It looks pretty bleak to me. He can run for reelection in 2014, but there is no assurance that he would win. The last sitting lieutenant governor to try to move up was Ben Barnes in 1972, and he finished third in the Democratic gubernatorial primary. Dewhurst’s brand has been damaged, perhaps beyond repair, and he has an announced opponent in Jerry Patterson (who fits the mold of an insurgent candidate) and several other hopefuls (Combs, Staples, Abbott). Even if he is reelected, he’s likely to suffer the same fate as Joe Straus has had to endure in the House: He can preside, but the Republican caucus will be where the power really lies. The senators were on the edge of rebellion last session and there is no reason to believe that they will feel more kindly to a defeated Dewhurst. If he wants to continue in politics, his best hope may be for a plum job in a Romney administration–if there is one.

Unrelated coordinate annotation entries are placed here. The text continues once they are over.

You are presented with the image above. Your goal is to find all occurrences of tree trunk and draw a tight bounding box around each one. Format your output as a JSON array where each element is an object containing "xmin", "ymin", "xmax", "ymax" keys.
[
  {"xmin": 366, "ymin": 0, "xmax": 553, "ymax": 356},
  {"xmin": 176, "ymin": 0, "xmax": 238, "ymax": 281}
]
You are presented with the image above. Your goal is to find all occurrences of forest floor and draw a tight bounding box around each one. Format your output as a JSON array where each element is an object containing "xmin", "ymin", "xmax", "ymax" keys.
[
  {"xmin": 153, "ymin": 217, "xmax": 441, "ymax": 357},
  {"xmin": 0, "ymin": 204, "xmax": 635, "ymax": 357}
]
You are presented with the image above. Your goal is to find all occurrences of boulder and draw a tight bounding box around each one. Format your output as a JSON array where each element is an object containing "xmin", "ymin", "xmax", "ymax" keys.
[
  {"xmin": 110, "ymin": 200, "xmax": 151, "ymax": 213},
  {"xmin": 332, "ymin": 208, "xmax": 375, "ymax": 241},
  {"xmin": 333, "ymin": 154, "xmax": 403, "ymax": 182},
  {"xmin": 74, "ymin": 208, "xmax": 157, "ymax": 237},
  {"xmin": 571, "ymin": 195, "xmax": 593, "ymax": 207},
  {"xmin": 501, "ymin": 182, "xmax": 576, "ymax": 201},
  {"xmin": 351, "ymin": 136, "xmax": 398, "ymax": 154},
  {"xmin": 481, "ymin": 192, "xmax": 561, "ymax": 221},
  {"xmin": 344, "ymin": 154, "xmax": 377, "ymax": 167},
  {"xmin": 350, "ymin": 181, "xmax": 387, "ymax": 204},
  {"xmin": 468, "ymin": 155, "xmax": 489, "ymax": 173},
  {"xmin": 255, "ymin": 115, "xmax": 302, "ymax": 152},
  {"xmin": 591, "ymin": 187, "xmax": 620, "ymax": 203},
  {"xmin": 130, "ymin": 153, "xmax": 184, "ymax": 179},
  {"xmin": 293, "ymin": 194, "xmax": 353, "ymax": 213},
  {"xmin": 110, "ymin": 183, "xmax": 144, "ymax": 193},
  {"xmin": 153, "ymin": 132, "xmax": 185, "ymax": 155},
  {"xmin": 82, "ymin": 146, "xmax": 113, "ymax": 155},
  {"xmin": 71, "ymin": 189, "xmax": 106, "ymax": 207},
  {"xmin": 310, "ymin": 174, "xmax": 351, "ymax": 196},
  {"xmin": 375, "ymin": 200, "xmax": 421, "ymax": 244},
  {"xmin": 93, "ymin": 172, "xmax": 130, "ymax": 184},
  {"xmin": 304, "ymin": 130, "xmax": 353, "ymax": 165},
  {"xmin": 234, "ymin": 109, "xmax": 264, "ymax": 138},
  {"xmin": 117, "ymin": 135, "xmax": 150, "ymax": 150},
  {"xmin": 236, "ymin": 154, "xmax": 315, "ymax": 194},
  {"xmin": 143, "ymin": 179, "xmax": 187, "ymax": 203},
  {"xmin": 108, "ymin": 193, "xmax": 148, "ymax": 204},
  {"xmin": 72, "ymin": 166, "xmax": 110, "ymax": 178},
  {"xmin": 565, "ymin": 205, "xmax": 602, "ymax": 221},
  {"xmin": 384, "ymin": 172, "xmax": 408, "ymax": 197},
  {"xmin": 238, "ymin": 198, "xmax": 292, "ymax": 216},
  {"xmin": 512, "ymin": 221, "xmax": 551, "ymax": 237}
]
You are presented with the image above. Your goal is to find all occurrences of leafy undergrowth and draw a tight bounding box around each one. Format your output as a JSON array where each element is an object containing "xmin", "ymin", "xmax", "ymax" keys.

I think he’s done in Texas. His loss to Cruz is magnified by the fact that Dewhurst collapsed in the closing days of both the primary and the runoff. He failed in his effort to win without a runoff and actually went backward in the closing days of the primary. He took a 144,000 vote lead from the primary into the runoff and got blown away. He put his campaign in the hands of Rick Perry’s consultants, whose strategy was to put Perry, not Dewhurst, front and center in the campaign and tout the endorsement of a governor who was himself damaged goods. The story of the failed Dewhurst campaign is really the story of the failed Perry consultant team, which ran out of ideas.